Michelle Cummings was a "football mama," her friends said.
She stood by her son as he strove athletically and academically, guiding him from Houston to one of the most coveted placements in the nation: the U.S. Naval Academy in Annapolis.
She cheered him on from the sidelines, traveled with him to Rhode Island for a year of prep school and went to Annapolis to celebrate his induction Wednesday into the Academy as a plebe.
But hours before that moment came, a stray bullet prevented her from seeing it. Cummings, 57, was killed as she sat on the patio of a hotel on West Street in downtown Annapolis.
Annapolis Police Chief Edward Jackson said officers are pursuing leads in the case. The Federal Bureau of Investigation and the Bureau of Alcohol, Tobacco, Firearms and Explosives offered a $20,000 reward for information.
Jackson said two people were sitting in an SUV near the hotel when the shooting occurred, with bullets striking the vehicle and Cummings. Jackson said the people sitting in the vehicle, who have been interviewed by police, were not injured.
Authorities were reviewing surveillance footage from "all over the city," Jackson said, and interviewing witnesses. He said he had spoken to Cummings's son, identified by the Naval Academy as Midshipman Candidate Leonard Cummings III, and encouraged him to continue at the school to honor his mother.
"She raised you. She nurtured you," Jackson said. "The best way to honor her legacy is go forward with your education. . . . Don't let a criminal stop you."
Cummings III could not be reached for comment. In an email Thursday, the Naval Academy's Office of Public Affairs said he had "completed his check-in process yesterday and has departed on emergency leave to tend to family affairs."
Maryland Gov. Larry Hogan, R, said Thursday he spoke with Cummings's family and "extended our heartfelt condolences for their tragic loss." The state added an additional $10,000 to the reward money, said Hogan, who pledged the support of state law enforcement agencies.
Micah Jordan, Cummings's brother, said she was "like my sister, my best friend and my mom all wrapped in one." A computer systems analyst, she raised two children while remaining active in community and church groups, he said.
"They say, 'Don't ask God why,' " he said. "But why did something like this happen to a person as nice, sweet and fun-loving as she was?
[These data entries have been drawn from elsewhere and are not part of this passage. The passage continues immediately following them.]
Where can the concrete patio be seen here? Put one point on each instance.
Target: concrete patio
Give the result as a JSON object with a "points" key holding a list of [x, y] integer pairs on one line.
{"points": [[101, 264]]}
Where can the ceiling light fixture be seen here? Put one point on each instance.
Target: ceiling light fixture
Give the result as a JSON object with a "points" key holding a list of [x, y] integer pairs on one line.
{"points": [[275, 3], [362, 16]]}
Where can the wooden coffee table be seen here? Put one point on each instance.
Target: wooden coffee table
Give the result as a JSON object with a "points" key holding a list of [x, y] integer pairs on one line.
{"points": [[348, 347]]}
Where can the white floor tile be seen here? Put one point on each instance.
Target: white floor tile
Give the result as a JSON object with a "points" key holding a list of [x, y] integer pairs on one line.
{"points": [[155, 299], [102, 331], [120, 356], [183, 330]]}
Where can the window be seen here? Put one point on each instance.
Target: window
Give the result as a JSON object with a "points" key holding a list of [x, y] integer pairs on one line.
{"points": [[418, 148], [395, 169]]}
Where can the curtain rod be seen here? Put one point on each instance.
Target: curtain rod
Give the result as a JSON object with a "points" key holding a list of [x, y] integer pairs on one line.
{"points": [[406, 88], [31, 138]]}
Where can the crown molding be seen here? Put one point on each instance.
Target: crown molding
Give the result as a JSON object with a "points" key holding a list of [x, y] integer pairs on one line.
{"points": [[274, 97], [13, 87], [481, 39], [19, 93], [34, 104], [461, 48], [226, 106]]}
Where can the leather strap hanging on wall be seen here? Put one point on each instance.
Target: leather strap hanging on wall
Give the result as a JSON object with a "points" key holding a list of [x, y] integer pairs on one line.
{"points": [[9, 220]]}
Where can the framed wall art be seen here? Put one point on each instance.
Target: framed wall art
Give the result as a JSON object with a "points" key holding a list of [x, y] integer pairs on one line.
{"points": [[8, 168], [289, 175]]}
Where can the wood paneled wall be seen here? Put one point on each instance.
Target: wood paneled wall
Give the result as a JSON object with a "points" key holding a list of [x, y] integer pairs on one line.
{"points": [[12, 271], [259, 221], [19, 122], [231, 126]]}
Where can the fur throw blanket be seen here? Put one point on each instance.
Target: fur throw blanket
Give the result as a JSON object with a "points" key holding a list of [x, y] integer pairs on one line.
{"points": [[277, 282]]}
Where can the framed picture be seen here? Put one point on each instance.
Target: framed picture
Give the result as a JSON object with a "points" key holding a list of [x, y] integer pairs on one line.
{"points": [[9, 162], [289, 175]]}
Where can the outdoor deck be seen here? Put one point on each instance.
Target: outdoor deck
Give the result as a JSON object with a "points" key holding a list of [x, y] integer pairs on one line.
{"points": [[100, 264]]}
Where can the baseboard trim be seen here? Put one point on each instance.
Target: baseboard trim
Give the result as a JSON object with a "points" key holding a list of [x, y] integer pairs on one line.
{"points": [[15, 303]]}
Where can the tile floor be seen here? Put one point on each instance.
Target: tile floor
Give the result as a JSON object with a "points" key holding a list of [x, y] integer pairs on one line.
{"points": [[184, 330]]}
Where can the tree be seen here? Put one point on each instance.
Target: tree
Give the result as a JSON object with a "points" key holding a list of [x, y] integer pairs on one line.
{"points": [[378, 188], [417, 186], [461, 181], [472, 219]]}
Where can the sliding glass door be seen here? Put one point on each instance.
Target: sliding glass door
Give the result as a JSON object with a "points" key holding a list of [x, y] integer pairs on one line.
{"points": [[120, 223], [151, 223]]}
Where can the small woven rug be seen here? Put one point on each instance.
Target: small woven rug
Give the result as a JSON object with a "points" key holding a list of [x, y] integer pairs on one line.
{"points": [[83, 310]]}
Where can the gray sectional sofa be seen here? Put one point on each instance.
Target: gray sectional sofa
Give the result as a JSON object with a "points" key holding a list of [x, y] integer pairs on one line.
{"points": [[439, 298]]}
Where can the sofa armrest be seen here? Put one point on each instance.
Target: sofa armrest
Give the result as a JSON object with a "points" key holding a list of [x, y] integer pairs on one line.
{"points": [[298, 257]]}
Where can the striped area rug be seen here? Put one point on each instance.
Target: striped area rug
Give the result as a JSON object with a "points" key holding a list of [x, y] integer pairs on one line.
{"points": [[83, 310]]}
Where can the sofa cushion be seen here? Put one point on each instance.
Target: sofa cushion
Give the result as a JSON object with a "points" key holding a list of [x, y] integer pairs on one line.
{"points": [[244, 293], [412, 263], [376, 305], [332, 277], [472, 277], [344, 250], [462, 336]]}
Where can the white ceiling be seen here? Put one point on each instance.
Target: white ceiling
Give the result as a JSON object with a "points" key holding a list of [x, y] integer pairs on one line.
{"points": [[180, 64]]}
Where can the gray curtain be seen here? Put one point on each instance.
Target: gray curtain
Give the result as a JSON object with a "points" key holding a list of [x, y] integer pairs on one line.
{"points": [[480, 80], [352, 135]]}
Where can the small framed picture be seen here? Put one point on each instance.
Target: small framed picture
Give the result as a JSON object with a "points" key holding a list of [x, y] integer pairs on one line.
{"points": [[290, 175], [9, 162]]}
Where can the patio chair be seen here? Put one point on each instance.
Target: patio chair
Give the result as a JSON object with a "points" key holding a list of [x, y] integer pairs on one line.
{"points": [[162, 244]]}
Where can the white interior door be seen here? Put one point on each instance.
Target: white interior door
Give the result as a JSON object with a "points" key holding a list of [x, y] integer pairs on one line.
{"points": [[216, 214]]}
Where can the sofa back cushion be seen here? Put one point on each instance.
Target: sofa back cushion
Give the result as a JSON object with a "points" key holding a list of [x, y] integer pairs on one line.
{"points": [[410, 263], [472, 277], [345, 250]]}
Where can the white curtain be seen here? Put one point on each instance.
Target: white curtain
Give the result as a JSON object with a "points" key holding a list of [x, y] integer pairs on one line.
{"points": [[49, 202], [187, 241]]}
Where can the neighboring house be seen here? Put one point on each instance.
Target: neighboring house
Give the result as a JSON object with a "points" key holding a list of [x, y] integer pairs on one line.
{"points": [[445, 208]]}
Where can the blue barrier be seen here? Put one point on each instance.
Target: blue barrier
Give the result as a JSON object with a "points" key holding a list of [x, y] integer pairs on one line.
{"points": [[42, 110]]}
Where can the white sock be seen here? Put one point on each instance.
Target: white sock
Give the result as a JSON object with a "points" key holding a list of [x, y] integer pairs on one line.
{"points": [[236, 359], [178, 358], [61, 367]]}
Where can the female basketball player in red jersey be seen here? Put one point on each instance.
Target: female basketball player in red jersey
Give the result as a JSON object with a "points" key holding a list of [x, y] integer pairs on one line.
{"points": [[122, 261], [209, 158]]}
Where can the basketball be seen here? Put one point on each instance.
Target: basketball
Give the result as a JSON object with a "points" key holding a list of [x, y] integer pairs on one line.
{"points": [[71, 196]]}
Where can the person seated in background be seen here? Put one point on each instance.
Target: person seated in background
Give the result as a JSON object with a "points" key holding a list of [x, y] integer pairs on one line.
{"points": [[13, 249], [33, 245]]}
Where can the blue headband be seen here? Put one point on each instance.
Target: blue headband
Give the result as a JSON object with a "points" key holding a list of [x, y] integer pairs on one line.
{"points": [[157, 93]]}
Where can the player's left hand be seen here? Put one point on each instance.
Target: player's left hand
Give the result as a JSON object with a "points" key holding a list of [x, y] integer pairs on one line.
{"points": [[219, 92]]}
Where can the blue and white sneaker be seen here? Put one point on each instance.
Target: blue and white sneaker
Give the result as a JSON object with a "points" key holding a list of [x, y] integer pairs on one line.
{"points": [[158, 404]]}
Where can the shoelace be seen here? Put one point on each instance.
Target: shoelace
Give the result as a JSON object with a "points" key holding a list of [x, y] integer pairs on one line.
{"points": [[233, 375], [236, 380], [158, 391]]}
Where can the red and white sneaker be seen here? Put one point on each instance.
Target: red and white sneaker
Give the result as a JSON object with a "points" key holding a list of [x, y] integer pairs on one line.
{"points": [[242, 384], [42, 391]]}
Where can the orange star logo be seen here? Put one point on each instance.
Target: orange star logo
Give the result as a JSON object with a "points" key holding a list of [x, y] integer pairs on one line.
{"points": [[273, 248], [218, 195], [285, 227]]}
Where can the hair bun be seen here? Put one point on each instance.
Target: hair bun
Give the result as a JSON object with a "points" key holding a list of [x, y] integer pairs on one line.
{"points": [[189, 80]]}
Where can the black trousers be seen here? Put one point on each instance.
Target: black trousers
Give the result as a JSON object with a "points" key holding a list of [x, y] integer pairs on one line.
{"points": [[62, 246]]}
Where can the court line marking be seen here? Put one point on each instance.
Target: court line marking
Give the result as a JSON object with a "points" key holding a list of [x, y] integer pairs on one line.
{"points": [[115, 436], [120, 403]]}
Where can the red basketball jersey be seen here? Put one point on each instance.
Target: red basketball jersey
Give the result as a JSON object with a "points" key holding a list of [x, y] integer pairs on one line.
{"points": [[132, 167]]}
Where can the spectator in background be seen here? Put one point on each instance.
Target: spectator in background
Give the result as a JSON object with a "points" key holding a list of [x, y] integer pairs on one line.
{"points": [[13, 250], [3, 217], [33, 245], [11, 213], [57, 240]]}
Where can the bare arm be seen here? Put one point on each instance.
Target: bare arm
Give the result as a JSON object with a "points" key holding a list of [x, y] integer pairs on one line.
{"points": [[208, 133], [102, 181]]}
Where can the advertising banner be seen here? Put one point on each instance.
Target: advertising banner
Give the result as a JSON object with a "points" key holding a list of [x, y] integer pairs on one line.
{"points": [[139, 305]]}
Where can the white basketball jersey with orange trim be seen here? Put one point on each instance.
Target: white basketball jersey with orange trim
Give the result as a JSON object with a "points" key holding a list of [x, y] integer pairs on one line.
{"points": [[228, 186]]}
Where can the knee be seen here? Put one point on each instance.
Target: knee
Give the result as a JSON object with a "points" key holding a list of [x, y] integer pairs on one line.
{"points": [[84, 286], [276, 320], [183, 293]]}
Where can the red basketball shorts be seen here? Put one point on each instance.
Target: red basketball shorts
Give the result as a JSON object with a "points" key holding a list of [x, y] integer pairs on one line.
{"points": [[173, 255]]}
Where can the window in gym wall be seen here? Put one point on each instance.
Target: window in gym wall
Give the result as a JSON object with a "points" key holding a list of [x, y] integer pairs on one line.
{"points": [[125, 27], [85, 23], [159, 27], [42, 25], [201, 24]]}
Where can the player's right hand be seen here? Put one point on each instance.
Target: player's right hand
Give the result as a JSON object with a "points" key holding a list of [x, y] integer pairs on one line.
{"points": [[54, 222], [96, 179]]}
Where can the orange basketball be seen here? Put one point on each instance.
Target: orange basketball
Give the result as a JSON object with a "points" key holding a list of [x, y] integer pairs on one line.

It's just devastating."
As Michelle's family mourned, the Navy football community stepped up to do what it could.
Veranna Phillips, who started an online fundraising campaign for the family, said she met Michelle when her son also committed to play for Navy.
Both boys were from Texas and played offense, she said, and both attended the Naval Academy Preparatory School last year in Newport, R.I. As their families navigated the on-ramp into the academy amid the coronavirus pandemic, Phillips and Cummings stayed in touch by phone.
Phillips said Cummings's death was "a loss for me, but also a loss for the whole community of Navy football."
"It's like we all lost a saintly woman," she said. "Somebody that's genuinely good and trying to do the right thing. That was Michelle."
Erica Daniel, another family friend, said Cummings was a "supermother who never sat on the back row."
"She was one of those mothers you admire because she got all this stuff done and I still don't know — she just got the job done," she said.
Daniel and Cummings, who both attended Southern University and A&M College in Baton Rouge, met more than two decades ago through their husbands. With sons around the same age, the couples remained close for years, vacationing together and watching their children grow. When Daniel's husband died of cancer in 2014, Cummings was there to support her.
Her son's entry into the Naval Academy was a "big milestone" for Cummings, Daniel said. Having worked hard for years to launch her son onto the right path, Daniel said, Cummings could turn that energy to her own life. Now, that life is over.
"The person you could be — your opportunity post-children — she was about to engage in that season," Daniel said. "I saw it as such a tragedy."
Jordan, Michelle's brother, said her son's oath at the academy was her chance to say, "Hey, this is what I've given the world."
She never got to see the oath, but her son can carry her legacy.
"I know his dad won't let him stop," he said. "I'm not going to let him stop ... That's the way she would want it."